Framework for Implementation of COVID-19 Community Mitigation Measures for Lower-Resource Countries ​

Updated June 26, 2020

Purpose

The purpose of this document is to provide ministries (e.g. Ministry of Health (MOH), Ministry of Water (MOW)), sub-national public health authorities, and implementing partners with a practical framework of action to both prepare for and mitigate community transmission of COVID-19. The document does not address how to implement the included actions. Parts of this document are relevant for all environments, but the focus is placed on lower-resource settings.

Community Mitigation

Community mitigation measures 1,2 are actions taken to slow the spread of infectious diseases. The goals for using mitigation strategies in countries that are experiencing community transmission of COVID-19 are to decrease COVID-19 transmission overall and, in particular, to protect:

  • Individuals at increased risk for severe illness 3, including:
    • Older adults (65+ years)
    • People of any age with serious underlying medical conditions (e.g. chronic lung disease, immunocompromising conditions, diabetes)
  • Vulnerable populations (e.g. refugees, internally displaced persons, prisoners)
  • First responders – healthcare personnel and critical infrastructure workers

Governments, individuals, communities, businesses, and healthcare providers are all part of an overall community mitigation strategy used to minimize morbidity and mortality, as well as the social and economic impact of COVID-19. Countries should consider community mitigation measures and choose which ones to put in place to prepare for and respond to community transmission of COVID-19.

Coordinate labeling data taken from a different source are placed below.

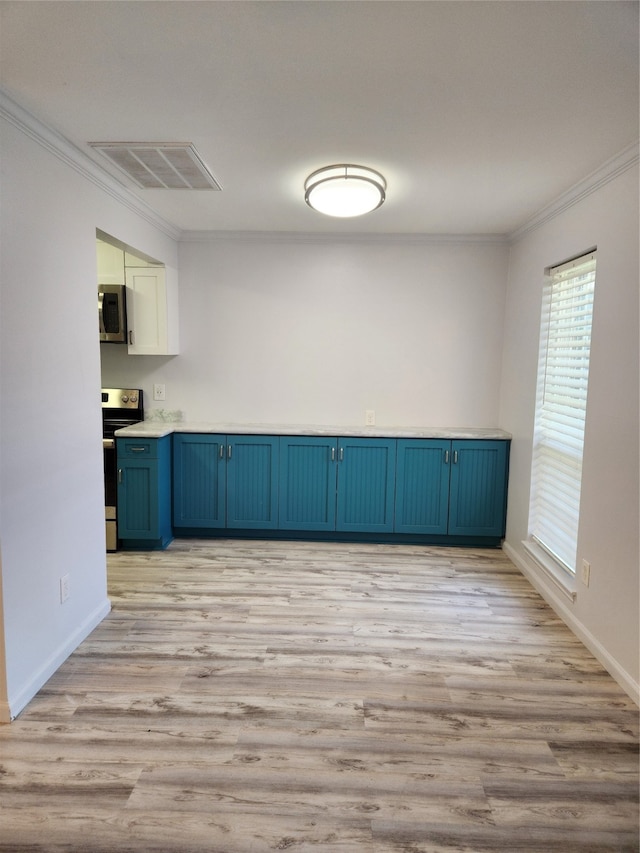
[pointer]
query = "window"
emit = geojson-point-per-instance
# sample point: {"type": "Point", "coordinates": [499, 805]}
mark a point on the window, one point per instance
{"type": "Point", "coordinates": [561, 406]}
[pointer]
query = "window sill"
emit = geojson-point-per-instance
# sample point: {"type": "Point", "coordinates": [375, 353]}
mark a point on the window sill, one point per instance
{"type": "Point", "coordinates": [557, 574]}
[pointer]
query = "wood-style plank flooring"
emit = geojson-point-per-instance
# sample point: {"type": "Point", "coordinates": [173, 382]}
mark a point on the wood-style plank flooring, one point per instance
{"type": "Point", "coordinates": [259, 696]}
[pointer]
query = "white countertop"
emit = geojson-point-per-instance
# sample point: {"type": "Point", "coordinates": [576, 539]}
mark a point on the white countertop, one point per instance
{"type": "Point", "coordinates": [158, 429]}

Signals of ongoing community transmission include:

  • Detection of confirmed cases of COVID-19 with no epidemiologic link to known cases, or
  • More than three generations of local transmission.

Implementation of community mitigation measures is based on:

  • Emphasizing individual responsibility to follow recommended personal-level actions
  • Emphasizing government and community responsibility to make sure individuals have access to policies and resources required to follow recommended personal-level actions
  • Ensuring government, community institutions (e.g. schools, places of worship, marketplaces, childcare providers), businesses, and households put in place the recommended actions, with a focus on actions that protect those at increased risk of severe illness, those who are most vulnerable, and first responders
  • Focusing on settings that provide critical infrastructure or services to minimize the risk of disruption to critical infrastructure or services
  • Minimizing disruptions to daily life to the extent possible
  • Adapting interventions supported by existing public health programs to address the immediate community mitigation needs

Principal Considerations for Implementing Community Mitigation Strategies

  • Each community is unique, and appropriate mitigation strategies will vary, and can be scaled up or down, depending on the epidemiology, community characteristics, and public health capacity (refer to Section 7 below).
  • Leadership can select appropriate actions to implement after considering all aspects of a community that might be impacted. In particular, leadership should consider populations most vulnerable to severe illness and those at greatest risk for negative social and economic impact to ensure the safety and social wellbeing of those impacted by the mitigation strategies.
  • Implementation of mitigation measures may require legal authorities to be in place. Activating emergency plans is critical to provide additional authorities or coordination mechanisms to implement the recommended mitigation interventions (refer to Section 8 below).
  • Some activities (refer to Section 8 below) may be implemented at any time, regardless of the level of community transmission, based on guidance from public health officials.
  • In situations where mandatory quarantine or stay-at-home orders are put in place, governments should identify ways to make sure that individuals have access to sufficient safety, healthcare, food, water, and sanitation and hygiene products and services.

Transmission Scenarios4

Countries or subnational areas will have to respond rapidly to one or more of the following transmission scenarios:

  • No cases
  • One or more cases, imported or locally detected (Sporadic cases)
  • Case clusters in time, geographic location, or common exposure (Clusters of cases)
  • Larger outbreaks of local transmission (Community transmission)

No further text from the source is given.